New York Proposes New Cybersecurity Regulations for Financial Institutions
Financial Institutions Law Update 10/11/16 James I. Kaplan, Moein M. Khawaja
Responding to a spate of recent data breaches at financial institutions and other hacking events at large corporations, the New York State Department of Financial Services (NYDFS) has proposed new cybersecurity regulations for financial institutions, insurance companies, and other financial services firms. Following the September 28, 2016 publication in the New York State Register, 38-days remain to submit comments on the plan before it becomes final. The new regulations go into effect January 1, 2017 and covered entities will have 180-days to comply thereafter.
The new regulations will apply only to financial institutions (Covered Entities) licensed by New York (which includes state-chartered banks and foreign banks operating in the state) and not federally chartered institutions. But as the first state to issue such guidelines and New York’s central role in the global financial system, the NYDFS can set a precedent followed by other regulators and perhaps influence industry standards. Large banks and insurance companies are likely already in compliance, but smaller New York banks, credit unions, and insurers will have to move quickly to bring their cyber-security programs up to the regulatory standard. This blanket approach may be subject to comment and criticism.
The regulations will apply to all “nonpublic information,” broadly defined to include (1) anything that would cause, if breached, a material adverse impact on a business’s operations; (2) any information an individual provides in connection with seeking a financial product; (3) certain health information; and (4) any information which can trace an individual’s identity—in other words, nearly all information provided to and held by the financial and insurance industry. These broad definitions may be refined in response to the public comment period.
The proposed rules address and require the following:
- A cybersecurity program designed to ensure the confidentiality, integrity, and availability of information systems. The program must identify risks, implement policies and procedures to protect against malicious acts and unauthorized use, detect cybersecurity events, respond effectively to such events with proper mitigation, and enable recovery from cybersecurity events.
- A detailed cybersecurity policy setting forth policies and procedures for the protection of information systems and nonpublic information.
- A Chief Information Security Officer (or CISO) responsible for overseeing and implementing the institution’s cybersecurity program and enforcing its cybersecurity policy. The CISO must report to the board at least bi-annually.

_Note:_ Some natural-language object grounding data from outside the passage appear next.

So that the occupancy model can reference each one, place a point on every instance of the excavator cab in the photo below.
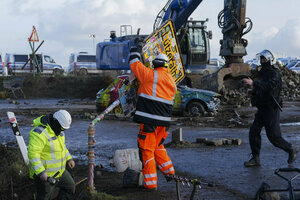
(194, 43)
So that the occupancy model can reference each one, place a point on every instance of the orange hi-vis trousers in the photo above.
(152, 151)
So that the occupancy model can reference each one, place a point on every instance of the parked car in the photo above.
(15, 62)
(82, 64)
(203, 70)
(294, 66)
(189, 101)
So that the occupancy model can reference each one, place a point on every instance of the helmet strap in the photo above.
(55, 126)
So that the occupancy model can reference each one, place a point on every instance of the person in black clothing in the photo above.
(266, 97)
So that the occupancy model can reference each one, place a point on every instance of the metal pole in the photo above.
(34, 52)
(91, 157)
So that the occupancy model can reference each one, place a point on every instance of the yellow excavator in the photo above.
(193, 39)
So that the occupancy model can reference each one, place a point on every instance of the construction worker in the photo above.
(48, 156)
(266, 97)
(156, 92)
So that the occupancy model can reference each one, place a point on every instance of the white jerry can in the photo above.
(127, 158)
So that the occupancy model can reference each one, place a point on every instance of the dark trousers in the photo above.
(66, 185)
(269, 118)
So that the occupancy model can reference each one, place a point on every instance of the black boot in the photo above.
(293, 154)
(253, 162)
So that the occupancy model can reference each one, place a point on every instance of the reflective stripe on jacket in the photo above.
(155, 95)
(46, 151)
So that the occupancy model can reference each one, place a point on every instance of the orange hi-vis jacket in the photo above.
(156, 93)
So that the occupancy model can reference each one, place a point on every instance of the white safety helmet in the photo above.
(64, 118)
(268, 55)
(161, 60)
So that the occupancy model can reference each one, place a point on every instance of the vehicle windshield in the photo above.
(86, 58)
(49, 59)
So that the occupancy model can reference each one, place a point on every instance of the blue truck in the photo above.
(193, 40)
(82, 64)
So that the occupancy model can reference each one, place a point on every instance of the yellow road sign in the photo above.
(33, 37)
(164, 40)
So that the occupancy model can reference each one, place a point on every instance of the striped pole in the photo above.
(91, 156)
(91, 144)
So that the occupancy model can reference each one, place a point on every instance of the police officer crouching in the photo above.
(48, 156)
(266, 97)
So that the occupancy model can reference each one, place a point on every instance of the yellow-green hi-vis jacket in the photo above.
(46, 151)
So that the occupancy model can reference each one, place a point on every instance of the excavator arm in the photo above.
(234, 24)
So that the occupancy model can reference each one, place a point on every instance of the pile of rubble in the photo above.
(290, 90)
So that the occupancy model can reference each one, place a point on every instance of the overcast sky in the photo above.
(65, 25)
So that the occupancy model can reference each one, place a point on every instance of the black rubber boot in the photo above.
(253, 162)
(293, 155)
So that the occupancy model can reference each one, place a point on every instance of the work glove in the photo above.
(71, 164)
(44, 176)
(126, 81)
(134, 55)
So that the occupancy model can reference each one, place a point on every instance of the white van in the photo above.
(15, 64)
(82, 64)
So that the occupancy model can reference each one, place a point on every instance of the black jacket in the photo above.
(268, 85)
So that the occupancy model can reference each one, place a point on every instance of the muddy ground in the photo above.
(221, 165)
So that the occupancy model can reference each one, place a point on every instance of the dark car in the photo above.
(188, 101)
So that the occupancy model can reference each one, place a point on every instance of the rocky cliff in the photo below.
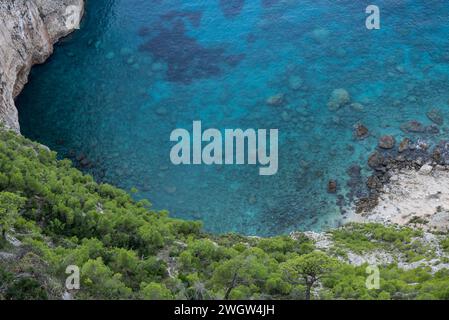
(28, 31)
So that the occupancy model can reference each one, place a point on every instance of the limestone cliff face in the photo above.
(28, 31)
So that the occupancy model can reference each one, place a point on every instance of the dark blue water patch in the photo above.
(186, 58)
(231, 8)
(113, 92)
(191, 16)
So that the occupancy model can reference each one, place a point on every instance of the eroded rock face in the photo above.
(28, 31)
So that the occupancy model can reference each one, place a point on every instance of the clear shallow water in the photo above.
(114, 91)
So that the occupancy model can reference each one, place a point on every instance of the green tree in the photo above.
(155, 291)
(10, 205)
(308, 269)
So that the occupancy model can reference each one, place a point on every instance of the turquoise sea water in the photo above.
(113, 91)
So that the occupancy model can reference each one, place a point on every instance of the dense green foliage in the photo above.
(53, 216)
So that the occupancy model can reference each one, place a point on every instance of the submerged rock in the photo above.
(413, 127)
(404, 145)
(386, 142)
(376, 160)
(338, 99)
(360, 131)
(357, 107)
(276, 100)
(436, 116)
(332, 186)
(295, 83)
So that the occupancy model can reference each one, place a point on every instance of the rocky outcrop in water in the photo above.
(28, 31)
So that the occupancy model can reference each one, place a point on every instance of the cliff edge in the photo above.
(28, 31)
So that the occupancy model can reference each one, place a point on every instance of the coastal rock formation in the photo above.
(28, 31)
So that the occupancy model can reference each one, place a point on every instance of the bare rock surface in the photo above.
(415, 197)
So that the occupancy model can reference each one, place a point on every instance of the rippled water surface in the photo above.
(113, 91)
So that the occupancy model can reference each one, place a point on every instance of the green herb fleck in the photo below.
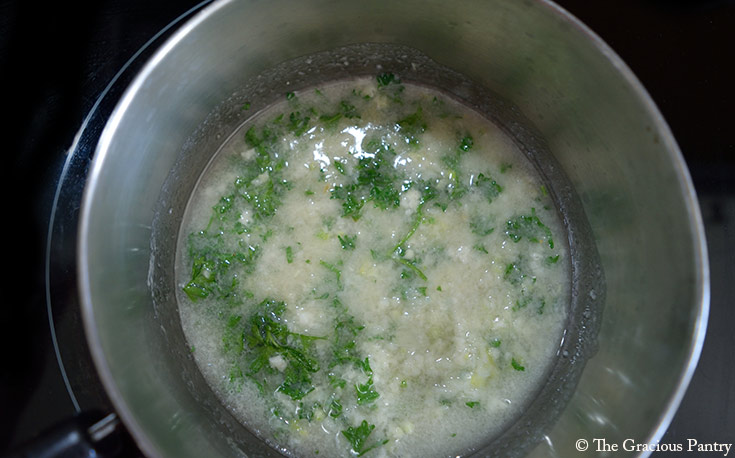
(289, 254)
(347, 242)
(357, 438)
(529, 227)
(466, 143)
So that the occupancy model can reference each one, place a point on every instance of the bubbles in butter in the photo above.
(370, 268)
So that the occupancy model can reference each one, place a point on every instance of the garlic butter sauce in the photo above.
(371, 268)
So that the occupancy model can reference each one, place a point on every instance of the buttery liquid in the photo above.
(370, 267)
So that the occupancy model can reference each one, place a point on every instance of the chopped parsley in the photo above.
(357, 437)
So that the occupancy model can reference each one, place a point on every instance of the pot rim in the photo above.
(702, 288)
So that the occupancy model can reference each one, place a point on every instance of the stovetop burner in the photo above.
(71, 68)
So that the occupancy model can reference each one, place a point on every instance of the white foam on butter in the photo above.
(444, 385)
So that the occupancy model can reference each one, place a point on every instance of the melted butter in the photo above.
(460, 314)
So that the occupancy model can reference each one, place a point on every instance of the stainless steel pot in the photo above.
(578, 110)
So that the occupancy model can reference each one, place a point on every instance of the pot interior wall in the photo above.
(575, 109)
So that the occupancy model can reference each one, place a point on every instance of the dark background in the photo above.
(56, 58)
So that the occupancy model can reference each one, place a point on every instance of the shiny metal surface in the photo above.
(604, 132)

- Oversight of vendors and other third party service providers. Covered entities must ensure their vendors meet minimum cybersecurity practices by conducting due diligence and periodic annual assessments. These minimum standards for vendors are similar to, but less stringent than, the standards imposed on Covered Entities by the new regulations, and, importantly, Covered Entities bear the responsibility of vendor compliance. This requirement of the new regulations will likely prove to be the most challenging, as third party vendors can often produce the greatest cybersecurity risk.
- Additional requirements, including annual penetration testing and vulnerability assessments, reviews of employee access privileges, employee training, destruction of unnecessary information, encryption of all nonpublic information while stored “at rest” and during transmission, and numerous other requirements.
Covered Entities must annually certify compliance with the new regulations. Moreover, they must notify the New York Superintendent of Financial Services in the event of any cybersecurity event within 72 hours, including any unauthorized attempts, even if such attempts are not successful. The 72 hour window may be well within the time frame before the Covered Entity even understands the full nature an incident.
It remains to be seen which of these requirements can be automated, and which will require significant increases in personnel or consulting services. In addition to the CISO, additional personnel or appropriate third parties will be required to review employee access privileges, conduct trainings, determine which information should be destroyed or retained, and conduct oversight on vendors, among other things. A shortage of cybersecurity professionals may pose additional challenges. Moreover, relationships and associated agreements with vendors may have to be modified to include additional indemnities, representations, and warranties. Nevertheless, although compliance costs may increase, these costs will likely prove to be a very small price to pay if they are successful in prevention of cybersecurity events and a standardization of industry practices. As the financial industry moves closer and closer to becoming entirely digitized, it is imperative that cybersecurity policy stays a step ahead of new technological developments. New York has recognized this need, and it is likely other jurisdictions will follow.